I just purchased a like new 1997 Bianchi Alloro.I don't think it's been ridden a dozen times for a total of less than 100 miles.I'm trying to figure out where it was built.Every tag on it says "Made in Italy".All the Campy components are marked "Made in Italy as well.Is there a way of telling whether or not it was made somewhere else and assembled in Italy?Except for the chrome lugs, the frame looks just like a 2010 Dolomiti right down to the ovalized down tube where it meets the bottom bracket and lugged oval chain stays.The serial number is 71004307M and it was taken into dealer inventory 1/18/1997 and sold to the original owner 3/11/1998.The sales price was $2099.95.I love the way it rides and it fits me perfectly.I have been riding Felts and Cannondales the last couple of years and forgot how nice a steel bike rides.Any information would be greatly appreciated.


----------



## jimmieharrell (Apr 10, 2011)

I am aware that this is an old post, but I decided to respond with a link to you question.

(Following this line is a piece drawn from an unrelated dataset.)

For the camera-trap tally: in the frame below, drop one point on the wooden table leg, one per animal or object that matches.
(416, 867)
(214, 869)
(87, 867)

I ride a 1999 Bianchi Alloro by the way. Where was my bike made?: http://allanti.com/articles/where-was-my-bike-made-pg328.htm


----------



## clm56 (Dec 19, 2009)

Thanks for the feedback.I had already read that article and that had lead me to ask the question.I a have since sold the Alloro and am now riding a De Rosa SLX which I really think was made in Italy( at least the frame) because the gentleman I purchased it from had done a 3 week cycling trip in Italy when he purchased it.


----------